'int' is enough for 'length' to migrate code from x86 to x64

Mon Nov 24 02:20:22 PST 2014

On Friday, 21 November 2014 at 20:17:12 UTC, Walter Bright wrote:
> On 11/21/2014 7:36 AM, Don wrote:
>> On Friday, 21 November 2014 at 04:53:38 UTC, Walter Bright 
>> wrote:
>>> 0 crossing bugs tend to show up much sooner, and often 
>>> immediately.
>>
>>
>> You're missing the point here. The problem is that people are 
>> using 'uint' as if
>> it were a positive integer type.
>>
>> Suppose  D had a type 'natint', which could hold natural 
>> numbers in the range
>> 0..uint.max.  Sounds like 'uint', right? People make the 
>> mistake of thinking
>> that is what uint is. But it is not.
>>
>> How would natint behave, in the type system?
>>
>> typeof (natint - natint)  ==  int     NOT natint  !!!
>>
>> This would of course overflow if the result is too big to fit 
>> in an int. But the
>> type would be correct.  1 - 2 == -1.
>>
>> But
>>
>> typeof (uint - uint ) == uint.
>>
>> The bit pattern is identical to the other case. But the type 
>> is wrong.
>>
>> It is for this reason that uint is not appropriate as a model 
>> for positive
>> integers. Having warnings about mixing int and uint operations 
>> in relational
>> operators is a bit misleading, because mixing signed and 
>> unsigned is not usually
>> the real problem. Instead, those warnings a symptom of a type 
>> system mistake.
>>
>> You are quite right in saying that with a signed length, 
>> overflows can still
>> occur. But, those are in principle detectable. The compiler 
>> could add runtime
>> overflow checks for them, for example.

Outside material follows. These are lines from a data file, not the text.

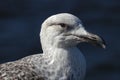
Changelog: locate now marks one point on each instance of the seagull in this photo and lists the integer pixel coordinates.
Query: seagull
(61, 59)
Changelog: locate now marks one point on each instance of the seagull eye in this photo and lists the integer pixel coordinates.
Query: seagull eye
(63, 25)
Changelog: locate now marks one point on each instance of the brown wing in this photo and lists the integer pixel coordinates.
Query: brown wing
(19, 71)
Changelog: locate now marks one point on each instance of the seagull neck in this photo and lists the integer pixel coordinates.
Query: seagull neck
(65, 55)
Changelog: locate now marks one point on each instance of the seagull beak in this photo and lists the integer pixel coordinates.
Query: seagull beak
(93, 39)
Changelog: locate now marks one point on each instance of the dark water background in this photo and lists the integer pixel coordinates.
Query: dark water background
(20, 22)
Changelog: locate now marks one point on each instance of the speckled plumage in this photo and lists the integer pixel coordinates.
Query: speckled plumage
(61, 59)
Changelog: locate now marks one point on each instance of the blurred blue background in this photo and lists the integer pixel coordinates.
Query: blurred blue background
(20, 23)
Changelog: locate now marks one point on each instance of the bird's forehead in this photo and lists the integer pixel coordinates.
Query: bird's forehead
(64, 18)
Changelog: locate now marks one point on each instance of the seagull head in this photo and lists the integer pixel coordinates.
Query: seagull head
(66, 30)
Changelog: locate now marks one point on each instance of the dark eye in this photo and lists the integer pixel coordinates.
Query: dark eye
(63, 25)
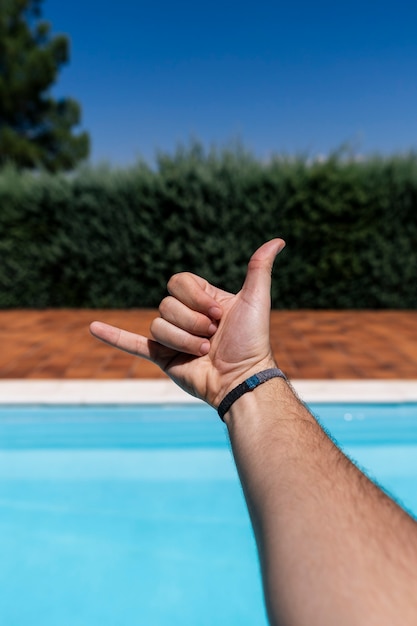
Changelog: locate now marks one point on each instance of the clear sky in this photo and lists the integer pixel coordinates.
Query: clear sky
(300, 76)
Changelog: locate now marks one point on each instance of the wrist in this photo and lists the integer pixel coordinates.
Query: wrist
(247, 386)
(234, 379)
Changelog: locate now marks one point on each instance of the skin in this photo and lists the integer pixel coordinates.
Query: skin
(334, 549)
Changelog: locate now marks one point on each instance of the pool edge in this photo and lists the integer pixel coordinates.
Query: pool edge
(151, 391)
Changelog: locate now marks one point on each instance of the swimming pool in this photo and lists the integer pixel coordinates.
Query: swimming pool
(134, 514)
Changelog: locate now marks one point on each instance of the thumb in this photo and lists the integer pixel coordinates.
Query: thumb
(258, 278)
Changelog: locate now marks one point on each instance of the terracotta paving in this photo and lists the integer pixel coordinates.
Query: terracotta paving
(307, 344)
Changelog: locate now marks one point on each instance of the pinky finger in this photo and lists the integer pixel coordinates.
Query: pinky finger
(122, 339)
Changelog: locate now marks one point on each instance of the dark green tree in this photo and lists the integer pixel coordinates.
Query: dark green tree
(36, 130)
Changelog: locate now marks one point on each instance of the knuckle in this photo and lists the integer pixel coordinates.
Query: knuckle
(164, 306)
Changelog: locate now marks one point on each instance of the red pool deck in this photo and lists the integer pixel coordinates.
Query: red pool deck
(56, 344)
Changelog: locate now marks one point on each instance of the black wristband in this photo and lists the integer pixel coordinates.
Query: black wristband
(248, 385)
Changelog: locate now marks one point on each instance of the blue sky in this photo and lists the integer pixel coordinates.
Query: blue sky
(282, 77)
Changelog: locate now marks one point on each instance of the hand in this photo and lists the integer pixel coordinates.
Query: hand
(206, 339)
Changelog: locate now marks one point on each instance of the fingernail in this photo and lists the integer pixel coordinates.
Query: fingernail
(215, 312)
(205, 348)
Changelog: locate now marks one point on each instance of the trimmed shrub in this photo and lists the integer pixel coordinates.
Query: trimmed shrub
(111, 238)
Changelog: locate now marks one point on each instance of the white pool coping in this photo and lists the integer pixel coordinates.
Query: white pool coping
(166, 392)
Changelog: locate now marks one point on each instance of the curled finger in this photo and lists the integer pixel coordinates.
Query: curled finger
(178, 314)
(196, 293)
(178, 339)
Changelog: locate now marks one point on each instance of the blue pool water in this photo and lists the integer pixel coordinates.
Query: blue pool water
(134, 515)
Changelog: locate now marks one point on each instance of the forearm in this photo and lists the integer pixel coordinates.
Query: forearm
(334, 548)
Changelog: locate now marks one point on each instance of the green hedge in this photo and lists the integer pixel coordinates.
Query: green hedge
(111, 238)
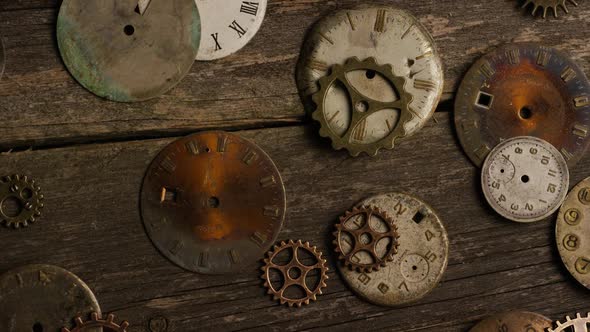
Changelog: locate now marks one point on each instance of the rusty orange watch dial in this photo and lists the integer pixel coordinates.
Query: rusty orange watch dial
(213, 202)
(524, 89)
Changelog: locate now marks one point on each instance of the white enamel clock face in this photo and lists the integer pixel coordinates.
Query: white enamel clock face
(391, 36)
(228, 25)
(525, 179)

But the situation for 
>> unsigned is not
>> fixable, because it is a problem with the type system.
>>
>>
>> By making .length unsigned, we are telling people that if 
>> .length is
>> used in a subtraction expression, the type will be wrong.
>>
>> It is the incorrect use of the type system that is the 
>> underlying problem.
>
> I believe I do understand the problem. As a practical matter, 
> overflow checks are not going to be added for performance 
> reasons.

The performance overhead would be practically zero. All we would 
need to do, is restrict array slices such that the length cannot 
exceed ssize_t.max.

This can only happen in the case where the element type has a 
size of 1, and only in the case of slicing a pointer, 
concatenation, and memory allocation.

Making this restriction would have been unreasonable in the 8 and 
16 bit days, but D doesn't support those.  For 32 bits, this is 
an extreme corner case. For 64 bit, this condition never happens 
at all.

In exchange, 99% of uses of unsigned would disappear from D code, 
and with it, a whole category of bugs.

> Also, in principle, uint-uint can generate a runtime check for 
> underflow (i.e. the carry flag).

No it cannot. The compiler does not have enough information to 
know if the value is intended to be positive integer, or an 
unsigned. That information is lost from the type system.

Eg from C, wrapping of an unsigned type is not an error. It is 
perfectly defined behaviour. With signed types, it's undefined 
behaviour.

To make this clear: I am not proposing that size_t should be 
changed.
I am proposing that for .length returns a signed type, that for 
array slices is guaranteed to never be negative.